Newman’s memoir-in-essays, To Siri With Love: A Mother, Her Son, and the Kindness of Machines, takes its name from her popular New York Times article about Gus and his unusual relationship with the Apple guide Siri, but readers expecting only an extended version of that essay will find much more. Newman is a gifted personal essayist, her warmth and wit recalling Nora Ephron’s. The result is a bracingly honest chronicle of life alongside an autistic family member. For the many parents raising children with autism, the book offers both empathy and comic relief. But readers of all backgrounds will find it just as engaging. As Newman puts it: “It is a slice of life for one family, one kid. But I hope it seems sort of a slice of your life too.”
There are, particularly in the early chapters, fillips of self-incrimination, which serve a double function in fleshing out the family’s character. (Besides Gus, we meet Newman’s husband — a retired opera singer — and smoothly entrepreneurial Henry.) But overall, Newman isn’t interested in explaining the ontology of Gus so much as she is interested — compellingly, magically — in Gus himself.
The book is organized into thematic sections. We learn about Gus’ love life, his job prospects, his precise knowledge of the subways, his affinity for cuddles. As a result, the book is less about decontextualized science than it is about intimacy. Chances are you, too, would much rather hear about Gus’s befuddled reaction to Simon Says than his mirror neurons.

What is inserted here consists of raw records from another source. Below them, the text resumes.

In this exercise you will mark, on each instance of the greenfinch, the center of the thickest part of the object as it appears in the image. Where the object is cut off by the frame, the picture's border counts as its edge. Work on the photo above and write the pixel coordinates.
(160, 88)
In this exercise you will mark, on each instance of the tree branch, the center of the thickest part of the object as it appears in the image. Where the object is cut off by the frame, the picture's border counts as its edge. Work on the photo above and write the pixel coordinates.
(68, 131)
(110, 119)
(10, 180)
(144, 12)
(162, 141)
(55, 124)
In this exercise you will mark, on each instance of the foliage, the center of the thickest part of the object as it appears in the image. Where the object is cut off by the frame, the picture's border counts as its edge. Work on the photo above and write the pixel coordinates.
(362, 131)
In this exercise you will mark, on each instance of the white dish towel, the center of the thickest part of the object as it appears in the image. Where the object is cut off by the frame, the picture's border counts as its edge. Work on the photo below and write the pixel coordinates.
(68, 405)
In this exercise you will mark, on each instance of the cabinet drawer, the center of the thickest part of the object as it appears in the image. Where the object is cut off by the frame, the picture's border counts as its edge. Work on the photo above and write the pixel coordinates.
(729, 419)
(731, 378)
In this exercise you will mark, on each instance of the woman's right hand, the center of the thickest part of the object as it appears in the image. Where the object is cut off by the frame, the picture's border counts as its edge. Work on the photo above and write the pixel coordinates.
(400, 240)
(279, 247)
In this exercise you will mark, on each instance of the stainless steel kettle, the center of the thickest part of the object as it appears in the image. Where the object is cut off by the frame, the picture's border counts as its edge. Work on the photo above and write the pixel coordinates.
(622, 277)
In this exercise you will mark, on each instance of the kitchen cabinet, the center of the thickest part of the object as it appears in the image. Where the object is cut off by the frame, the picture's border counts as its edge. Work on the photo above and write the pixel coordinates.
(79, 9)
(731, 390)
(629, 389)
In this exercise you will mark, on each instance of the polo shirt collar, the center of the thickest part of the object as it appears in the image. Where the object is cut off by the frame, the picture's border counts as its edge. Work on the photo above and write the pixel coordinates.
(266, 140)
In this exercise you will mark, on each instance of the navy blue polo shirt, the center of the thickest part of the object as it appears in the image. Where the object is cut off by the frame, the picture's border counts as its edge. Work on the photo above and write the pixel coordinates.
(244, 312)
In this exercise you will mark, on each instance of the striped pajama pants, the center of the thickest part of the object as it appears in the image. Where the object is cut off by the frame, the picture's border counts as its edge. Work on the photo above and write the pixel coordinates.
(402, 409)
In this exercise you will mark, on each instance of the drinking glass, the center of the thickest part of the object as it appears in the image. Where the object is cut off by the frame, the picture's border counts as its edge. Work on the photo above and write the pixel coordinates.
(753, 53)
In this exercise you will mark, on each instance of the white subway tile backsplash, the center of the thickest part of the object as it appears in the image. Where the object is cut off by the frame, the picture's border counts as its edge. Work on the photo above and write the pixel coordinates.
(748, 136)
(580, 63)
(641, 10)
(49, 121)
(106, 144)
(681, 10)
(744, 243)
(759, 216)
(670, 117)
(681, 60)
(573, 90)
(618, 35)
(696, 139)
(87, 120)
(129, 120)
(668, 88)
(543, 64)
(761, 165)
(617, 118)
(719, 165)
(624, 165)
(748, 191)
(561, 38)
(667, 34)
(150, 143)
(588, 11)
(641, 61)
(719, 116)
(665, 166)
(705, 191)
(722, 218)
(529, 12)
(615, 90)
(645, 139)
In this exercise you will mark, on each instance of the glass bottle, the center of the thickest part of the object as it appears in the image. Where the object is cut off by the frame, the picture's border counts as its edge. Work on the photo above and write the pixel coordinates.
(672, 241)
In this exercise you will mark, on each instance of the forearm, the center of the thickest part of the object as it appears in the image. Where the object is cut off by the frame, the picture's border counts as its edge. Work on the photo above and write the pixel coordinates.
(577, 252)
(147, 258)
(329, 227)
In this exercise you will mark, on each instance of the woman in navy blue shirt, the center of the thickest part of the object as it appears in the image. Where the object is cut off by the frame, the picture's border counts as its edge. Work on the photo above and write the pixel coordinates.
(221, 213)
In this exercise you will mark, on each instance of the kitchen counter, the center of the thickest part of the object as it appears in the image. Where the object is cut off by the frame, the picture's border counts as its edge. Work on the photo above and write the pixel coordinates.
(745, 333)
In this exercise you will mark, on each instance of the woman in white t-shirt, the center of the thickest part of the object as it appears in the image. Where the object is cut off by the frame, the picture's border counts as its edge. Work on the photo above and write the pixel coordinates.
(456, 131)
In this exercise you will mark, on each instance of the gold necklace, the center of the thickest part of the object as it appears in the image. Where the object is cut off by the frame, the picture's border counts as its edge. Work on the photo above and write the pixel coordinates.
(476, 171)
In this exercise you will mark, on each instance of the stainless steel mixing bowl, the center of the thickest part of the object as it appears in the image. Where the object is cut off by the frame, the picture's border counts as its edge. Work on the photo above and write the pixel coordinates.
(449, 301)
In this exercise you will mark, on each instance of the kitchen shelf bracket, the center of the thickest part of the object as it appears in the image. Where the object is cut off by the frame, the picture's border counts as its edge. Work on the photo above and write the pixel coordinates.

An exemplary chapter, on traveling with Gus, punctuates screwball comedy with thoughtful melancholy. Newman explains that her son gets homesick not for people, but for things: snow globes and model trains, bedroom curtains and Disney paraphernalia. She entices him to leave for a family trip to Orlando by sending him an email pretending to be Maleficent. “Dear Gus,” she writes in her fake persona, “Why don’t you and your mother drop by Disney World?” (“In my haste to write this email,” Newman admits, “I actually wrote, ‘Why don’t you and your mother drop by Israel?’ ”) They make it to Orlando, but the villains aren’t around. Newman arranges for her son to attend a Cinderella breakfast, in hopes that one of the evil stepsisters might be there. The stepsisters are, but Gus’s preferred cereal is not. So it goes.
Newman’s narrative works on several levels. The point of the Orlando anecdote, for those readers churning through the book for helpful nuggets, is that children with autism may relate more easily to the emotions rendered so broadly by villains. But its strength lies in its full depiction of family life, and in Newman’s dry humor. “Autism awareness is all very well,” she concludes, “but the real point of this book is to make Cheerios available at Disney World.”
That humor helps to maintain a balance. The memoir is never sappy, but it is sometimes very sad, and Newman is unafraid to depict herself in an unflattering light, in all the hardest ways — not just in the easy Broad City gross-out moments, but in morally difficult thinking, as when she considers what will happen to Gus in sexual maturity. Gus was 14 when Newman was writing the book. “It is very hard to say this out loud,” Newman writes. “Let me try. I do not want Gus to have children. At least I’m pretty sure that’s what I want. Don’t I?”
Newman is proud that her son is a collector of noises, able to recognize the pitches of individual ambulances sight unseen. But she also knows that his talents, theoretically a point of connection, can isolate him in practice. Gus may have perfect pitch, but he spends his choir time in a corner making train noises. Enter Siri. The voice-recognition software performs a wealth of functions for the autistic community: conversationalist, babysitter and elocution trainer. Like Disney animations, Siri provides a comforting commercial sameness. She has enabled Gus to have real, sustained conversations, albeit ones about turtles.
To Siri with Love is above all a close and wise portrait, Newman’s love letter not to technology but to her son. Newman has mixed feelings about Gus’s dependency on corporate products — the heightened schmaltz of cartoon emotions, the unreal universe of screens and canned voices. But she has nothing but deep, wide love for Gus. “The screens may not be real life,” Newman concludes. “But just maybe they are providing scaffolding to help him create that life.”